A obra "Do papa herético e outros opúsculos", de lavra de Carlos Nougué, erige-se qual baluarte de um Tomismo perene e militante, em face da maré montante dos erros que infestam o pensamento contemporâneo, inclusive, e mui dolorosamente, no seio da Santa Igreja. Trata-se de uma compilação de opúsculos que, com acribia e sem concessões ao espírito do século, dissecam temas cruciais para a reta inteligência da Fé e da razão.
Principia o autor pela necessária restauração das Artes Liberais, alicerce olvidado de uma autêntica formação intelectual, esmagado sob o peso das pedagogias modernas, vazias de substância e avessas à verdade. Prossegue, na Segunda Parte, demonstrando o primado da Lógica sobre a Gramática, incluindo um precioso apêndice sobre a arte de traduzir, que não é senão a arte de verter o logos de uma língua a outra sem trair-lhe a essência. A Terceira Parte constitui uma incursão metafísica nas operações primeiras do intelecto, onde se desfazem as névoas de certas interpretações maritainianas que obscurecem a clareza do Doutor Angélico. Na Quarta Parte, Nougué adentra o campo da Estética, aferindo com os cânones tradicionais a poesia de Hesíodo e as artes da música e do cinema, revelando o que nelas há de consonância ou dissonância com o Belo transcendental. A Quinta Parte, por sua vez, enfrenta a crítica kantiana às provas da existência de Deus, demonstrando sua inanidade, e nos brinda com um estudo do opúsculo tomista sobre a Eternidade do Mundo, que desfaz equívocos persistentes.
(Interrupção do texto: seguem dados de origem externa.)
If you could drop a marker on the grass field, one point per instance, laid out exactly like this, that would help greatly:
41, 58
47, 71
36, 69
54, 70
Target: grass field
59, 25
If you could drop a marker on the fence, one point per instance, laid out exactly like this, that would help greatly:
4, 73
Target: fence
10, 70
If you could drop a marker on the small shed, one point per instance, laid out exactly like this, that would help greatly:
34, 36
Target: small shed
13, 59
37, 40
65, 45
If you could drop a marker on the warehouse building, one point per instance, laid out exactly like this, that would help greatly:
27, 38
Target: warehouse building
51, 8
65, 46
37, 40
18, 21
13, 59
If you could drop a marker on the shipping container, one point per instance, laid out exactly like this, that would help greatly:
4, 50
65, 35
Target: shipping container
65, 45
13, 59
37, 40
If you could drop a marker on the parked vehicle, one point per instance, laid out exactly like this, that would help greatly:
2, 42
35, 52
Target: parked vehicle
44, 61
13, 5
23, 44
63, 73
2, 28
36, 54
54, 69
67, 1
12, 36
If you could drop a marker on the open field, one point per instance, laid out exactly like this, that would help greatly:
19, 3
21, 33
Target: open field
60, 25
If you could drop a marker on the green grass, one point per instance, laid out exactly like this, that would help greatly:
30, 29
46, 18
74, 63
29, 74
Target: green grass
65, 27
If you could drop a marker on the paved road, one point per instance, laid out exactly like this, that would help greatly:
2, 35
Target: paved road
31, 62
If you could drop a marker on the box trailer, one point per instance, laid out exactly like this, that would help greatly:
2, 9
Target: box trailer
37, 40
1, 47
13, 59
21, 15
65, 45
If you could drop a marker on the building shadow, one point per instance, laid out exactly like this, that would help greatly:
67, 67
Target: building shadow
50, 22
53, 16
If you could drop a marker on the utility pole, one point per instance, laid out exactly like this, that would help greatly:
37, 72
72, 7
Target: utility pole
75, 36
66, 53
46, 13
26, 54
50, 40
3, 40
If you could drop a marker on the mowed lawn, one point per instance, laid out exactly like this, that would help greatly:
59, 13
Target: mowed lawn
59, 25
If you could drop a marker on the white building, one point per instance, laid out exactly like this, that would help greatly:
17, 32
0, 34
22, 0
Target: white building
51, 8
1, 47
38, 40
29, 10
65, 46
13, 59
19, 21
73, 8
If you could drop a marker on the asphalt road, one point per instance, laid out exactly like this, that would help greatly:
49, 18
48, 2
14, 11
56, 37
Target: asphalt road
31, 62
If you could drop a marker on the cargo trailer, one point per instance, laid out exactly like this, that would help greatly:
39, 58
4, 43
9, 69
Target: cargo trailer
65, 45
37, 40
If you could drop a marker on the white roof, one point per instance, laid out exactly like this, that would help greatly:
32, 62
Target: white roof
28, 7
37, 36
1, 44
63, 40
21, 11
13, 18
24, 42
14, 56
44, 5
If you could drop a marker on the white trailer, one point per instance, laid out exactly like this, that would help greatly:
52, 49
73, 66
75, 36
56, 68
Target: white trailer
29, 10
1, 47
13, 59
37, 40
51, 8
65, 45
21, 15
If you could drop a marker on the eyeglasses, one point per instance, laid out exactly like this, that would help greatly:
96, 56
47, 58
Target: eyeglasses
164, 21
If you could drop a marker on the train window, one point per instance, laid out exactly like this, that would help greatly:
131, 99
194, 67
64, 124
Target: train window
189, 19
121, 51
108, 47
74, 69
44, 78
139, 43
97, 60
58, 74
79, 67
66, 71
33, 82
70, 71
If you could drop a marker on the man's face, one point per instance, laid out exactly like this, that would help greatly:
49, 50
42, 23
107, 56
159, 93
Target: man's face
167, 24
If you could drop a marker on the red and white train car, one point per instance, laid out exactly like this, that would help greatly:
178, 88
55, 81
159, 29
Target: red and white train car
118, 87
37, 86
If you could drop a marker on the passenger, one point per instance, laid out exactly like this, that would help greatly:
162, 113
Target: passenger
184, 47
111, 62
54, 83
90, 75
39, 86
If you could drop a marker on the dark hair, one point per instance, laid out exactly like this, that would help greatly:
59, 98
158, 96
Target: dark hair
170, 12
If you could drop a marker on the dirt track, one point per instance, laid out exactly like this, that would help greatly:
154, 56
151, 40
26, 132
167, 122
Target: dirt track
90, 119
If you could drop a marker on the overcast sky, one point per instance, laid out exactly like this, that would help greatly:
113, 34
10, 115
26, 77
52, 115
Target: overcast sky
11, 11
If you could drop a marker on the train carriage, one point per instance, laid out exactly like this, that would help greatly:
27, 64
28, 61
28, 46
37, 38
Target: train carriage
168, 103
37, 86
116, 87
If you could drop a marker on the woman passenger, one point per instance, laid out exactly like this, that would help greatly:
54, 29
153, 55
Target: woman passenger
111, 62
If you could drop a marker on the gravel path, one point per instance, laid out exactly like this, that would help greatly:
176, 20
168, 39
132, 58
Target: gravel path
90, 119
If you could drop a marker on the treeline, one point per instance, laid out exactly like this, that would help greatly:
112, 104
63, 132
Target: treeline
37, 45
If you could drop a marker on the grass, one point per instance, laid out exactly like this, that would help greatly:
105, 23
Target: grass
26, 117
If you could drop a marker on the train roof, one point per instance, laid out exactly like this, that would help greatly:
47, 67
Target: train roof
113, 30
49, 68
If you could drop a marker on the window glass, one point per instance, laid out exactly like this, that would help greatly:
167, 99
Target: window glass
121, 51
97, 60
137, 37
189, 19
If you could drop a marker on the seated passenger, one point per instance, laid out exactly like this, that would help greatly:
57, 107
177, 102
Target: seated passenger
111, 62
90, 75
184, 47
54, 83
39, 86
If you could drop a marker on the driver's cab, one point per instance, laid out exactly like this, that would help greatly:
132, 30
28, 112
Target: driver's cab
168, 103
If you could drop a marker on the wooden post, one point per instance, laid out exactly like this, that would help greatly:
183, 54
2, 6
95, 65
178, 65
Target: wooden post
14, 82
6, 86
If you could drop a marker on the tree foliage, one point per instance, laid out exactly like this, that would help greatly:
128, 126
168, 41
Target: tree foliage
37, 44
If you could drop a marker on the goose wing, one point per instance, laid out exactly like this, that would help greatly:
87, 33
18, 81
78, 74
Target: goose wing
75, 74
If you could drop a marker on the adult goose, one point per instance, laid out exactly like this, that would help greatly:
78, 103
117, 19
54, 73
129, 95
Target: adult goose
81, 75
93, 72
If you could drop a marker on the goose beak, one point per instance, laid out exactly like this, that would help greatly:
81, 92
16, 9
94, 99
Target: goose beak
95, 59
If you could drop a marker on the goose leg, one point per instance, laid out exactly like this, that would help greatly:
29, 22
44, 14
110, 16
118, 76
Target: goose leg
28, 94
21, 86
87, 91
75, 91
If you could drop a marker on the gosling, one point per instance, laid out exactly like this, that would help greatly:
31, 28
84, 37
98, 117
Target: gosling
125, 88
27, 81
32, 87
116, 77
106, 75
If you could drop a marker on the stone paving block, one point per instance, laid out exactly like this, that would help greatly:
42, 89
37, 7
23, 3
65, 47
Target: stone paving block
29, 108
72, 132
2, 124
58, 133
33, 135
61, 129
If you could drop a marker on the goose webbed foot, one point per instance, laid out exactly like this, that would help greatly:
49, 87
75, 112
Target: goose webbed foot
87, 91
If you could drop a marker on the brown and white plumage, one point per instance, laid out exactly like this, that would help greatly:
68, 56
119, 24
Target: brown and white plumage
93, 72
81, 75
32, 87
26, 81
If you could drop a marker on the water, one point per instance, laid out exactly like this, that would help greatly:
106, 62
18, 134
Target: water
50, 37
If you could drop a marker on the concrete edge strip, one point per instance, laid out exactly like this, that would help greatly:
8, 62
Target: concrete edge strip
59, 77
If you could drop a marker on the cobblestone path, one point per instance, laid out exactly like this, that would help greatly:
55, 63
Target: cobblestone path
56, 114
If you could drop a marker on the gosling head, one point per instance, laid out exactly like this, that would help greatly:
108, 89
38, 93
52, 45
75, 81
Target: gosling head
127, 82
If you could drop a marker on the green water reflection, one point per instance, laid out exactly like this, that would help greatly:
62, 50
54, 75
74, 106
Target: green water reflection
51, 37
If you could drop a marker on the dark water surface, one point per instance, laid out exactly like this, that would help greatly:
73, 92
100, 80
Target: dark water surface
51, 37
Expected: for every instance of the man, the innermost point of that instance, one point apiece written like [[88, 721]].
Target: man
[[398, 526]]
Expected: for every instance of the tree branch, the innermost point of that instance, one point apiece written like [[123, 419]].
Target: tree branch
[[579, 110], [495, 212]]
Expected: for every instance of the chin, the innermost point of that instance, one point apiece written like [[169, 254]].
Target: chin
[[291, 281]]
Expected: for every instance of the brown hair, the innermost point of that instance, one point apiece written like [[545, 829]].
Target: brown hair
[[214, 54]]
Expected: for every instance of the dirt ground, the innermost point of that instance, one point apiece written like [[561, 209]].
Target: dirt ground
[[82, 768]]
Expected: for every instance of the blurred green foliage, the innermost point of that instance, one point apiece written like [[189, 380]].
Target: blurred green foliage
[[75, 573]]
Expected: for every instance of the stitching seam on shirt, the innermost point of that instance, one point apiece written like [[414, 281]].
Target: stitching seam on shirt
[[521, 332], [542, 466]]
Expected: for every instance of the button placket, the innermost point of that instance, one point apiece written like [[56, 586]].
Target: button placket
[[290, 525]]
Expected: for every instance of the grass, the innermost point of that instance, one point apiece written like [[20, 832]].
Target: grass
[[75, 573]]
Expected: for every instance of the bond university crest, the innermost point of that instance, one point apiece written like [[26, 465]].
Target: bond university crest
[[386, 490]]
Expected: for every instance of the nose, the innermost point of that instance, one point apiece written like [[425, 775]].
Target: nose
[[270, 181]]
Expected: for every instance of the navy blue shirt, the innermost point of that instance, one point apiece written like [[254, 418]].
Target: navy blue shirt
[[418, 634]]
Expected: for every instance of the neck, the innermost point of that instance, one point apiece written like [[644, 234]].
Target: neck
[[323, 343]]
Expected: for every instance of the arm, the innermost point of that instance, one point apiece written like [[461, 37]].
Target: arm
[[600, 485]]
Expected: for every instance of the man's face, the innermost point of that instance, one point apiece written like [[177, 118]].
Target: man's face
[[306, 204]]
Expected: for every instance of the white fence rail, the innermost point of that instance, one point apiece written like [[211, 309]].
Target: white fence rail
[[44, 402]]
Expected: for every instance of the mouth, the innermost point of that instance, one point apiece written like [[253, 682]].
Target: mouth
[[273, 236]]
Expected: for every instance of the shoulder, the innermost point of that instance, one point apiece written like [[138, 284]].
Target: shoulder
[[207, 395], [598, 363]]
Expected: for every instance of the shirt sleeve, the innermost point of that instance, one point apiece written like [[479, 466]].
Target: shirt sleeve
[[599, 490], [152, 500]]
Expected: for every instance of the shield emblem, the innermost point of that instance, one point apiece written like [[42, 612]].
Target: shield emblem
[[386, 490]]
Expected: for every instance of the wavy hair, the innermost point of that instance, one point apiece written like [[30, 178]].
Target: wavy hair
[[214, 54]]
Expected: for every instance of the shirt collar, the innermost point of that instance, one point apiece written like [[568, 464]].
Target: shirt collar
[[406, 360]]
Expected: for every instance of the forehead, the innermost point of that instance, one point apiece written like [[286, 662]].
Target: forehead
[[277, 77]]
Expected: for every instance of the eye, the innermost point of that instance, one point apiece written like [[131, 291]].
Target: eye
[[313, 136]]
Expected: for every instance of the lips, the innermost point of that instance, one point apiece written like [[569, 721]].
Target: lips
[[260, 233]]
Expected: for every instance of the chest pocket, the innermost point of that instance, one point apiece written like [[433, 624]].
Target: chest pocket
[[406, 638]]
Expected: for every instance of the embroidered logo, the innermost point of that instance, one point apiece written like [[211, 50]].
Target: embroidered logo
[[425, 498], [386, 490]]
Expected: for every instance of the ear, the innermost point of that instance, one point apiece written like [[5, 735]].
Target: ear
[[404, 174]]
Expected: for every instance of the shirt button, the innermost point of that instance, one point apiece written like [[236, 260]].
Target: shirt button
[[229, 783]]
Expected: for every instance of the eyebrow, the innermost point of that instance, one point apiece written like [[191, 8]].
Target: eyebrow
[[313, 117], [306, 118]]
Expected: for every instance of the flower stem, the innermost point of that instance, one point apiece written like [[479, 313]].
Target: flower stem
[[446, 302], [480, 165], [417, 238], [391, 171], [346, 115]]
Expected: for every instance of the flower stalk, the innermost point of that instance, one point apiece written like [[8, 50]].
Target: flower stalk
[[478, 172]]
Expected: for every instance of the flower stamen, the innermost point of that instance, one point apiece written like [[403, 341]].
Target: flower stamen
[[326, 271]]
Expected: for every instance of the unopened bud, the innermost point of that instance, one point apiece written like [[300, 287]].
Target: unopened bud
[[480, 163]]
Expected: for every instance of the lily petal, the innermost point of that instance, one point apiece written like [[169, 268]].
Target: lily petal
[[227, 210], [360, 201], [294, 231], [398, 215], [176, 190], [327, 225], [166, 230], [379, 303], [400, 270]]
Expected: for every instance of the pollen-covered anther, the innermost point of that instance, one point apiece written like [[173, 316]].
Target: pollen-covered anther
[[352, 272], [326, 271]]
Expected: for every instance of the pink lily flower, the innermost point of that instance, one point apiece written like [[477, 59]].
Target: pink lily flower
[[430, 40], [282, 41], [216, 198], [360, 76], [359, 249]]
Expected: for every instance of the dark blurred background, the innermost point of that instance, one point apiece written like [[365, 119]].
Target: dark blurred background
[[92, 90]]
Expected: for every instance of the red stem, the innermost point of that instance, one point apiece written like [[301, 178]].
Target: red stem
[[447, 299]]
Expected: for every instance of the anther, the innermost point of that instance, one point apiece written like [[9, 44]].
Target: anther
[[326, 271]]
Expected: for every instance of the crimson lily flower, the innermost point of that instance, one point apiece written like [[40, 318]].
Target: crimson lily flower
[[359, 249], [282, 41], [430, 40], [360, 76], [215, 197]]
Todavia, é na Sexta Parte que o opúsculo titular e as questões mais candentes da atual crise eclesial encontram seu tratamento mais incisivo. Nela, Nougué desata os nós górdios das "complexas relações entre fé e razão", não para propor conciliações espúrias que sacrifiquem uma em detrimento da outra, mas para reafirmar a harmonia hierárquica legada por Santo Tomás: a razão, instrumento da Filosofia, a serviço da fé, fundamento da Teologia Sagrada. É neste contexto que se insere o ensaio medular "Do papa herético". Com destemor e fundado na Tradição e nos Doutores, o autor enfrenta a questão espinhosa, tornada ineludível pela apostasia que, desde o infausto Concílio Vaticano II, parece ter tomado de assalto a própria Cátedra de Pedro. Não se trata de especulação vã, mas de uma análise das condições sob as quais a promessa divina da indefectibilidade da Igreja se conjuga com a possibilidade – ou impossibilidade, segundo certas correntes – da defecção pessoal daquele que ocupa o Sólio Pontifício. Nougué, seguindo uma linha de pensamento robusta, ainda que minoritária em certos círculos temerosos, explora as implicações canônicas e teológicas da heresia papal, sem resvalar para as soluções simplistas do sedevacantismo absoluto, mas também sem fechar os olhos à gravidade da crise que obriga a considerar tais extremas hipóteses. A questão não é se um Papa pode desviar-se subjetivamente da Fé – o que parece historicamente atestado em casos como o de Honório I, ainda que como doutor privado –, mas se, ao fazê-lo, e especialmente se tal desvio se manifesta em atos que tangenciam o magistério (mesmo que exercido de modo "liberal" e não infalível), ele perde ipso facto sua jurisdição ou se pode ser julgado.
Ademais, a seção se completa com reflexões cruciais sobre o dever de orar pela salvação do mundo – e em que termos tal salvação é possível e desejável, distinguindo os diversos sentidos de "mundo" nas Escrituras –, sobre a Realeza social de Nosso Senhor Jesus Cristo, hoje vergonhosamente negada ou relegada a um âmbito puramente "espiritual" pelos fautores do laicismo, e uma demolidora crítica ao que denomina "corte e costura humanista", ou seja, as tentativas fúteis de remendar a doutrina católica com os farrapos da filosofia moderna e do liberalismo. É aqui que a recusa de qualquer compromisso com o erro se manifesta com clareza meridiana, reafirmando que entre a Cidade de Deus e a cidade do homem decaído não pode haver senão oposição, até que Cristo instaure todas as coisas.
Assim, "DO PAPA HERÉTICO e outros opúsculos" não se apresenta como mera coletânea de erudição, mas como um arsenal intelectual e espiritual para os católicos que, em tempos de confusão generalizada, buscam a clareza da verdade tomista e a firmeza da Fé que não se dobra aos ídolos da modernidade.
NOUGUÉ, Carlos. DO PAPA HERÉTICO e outros opúsculos. Formosa, GO: Edições Santo Tomás, 2017.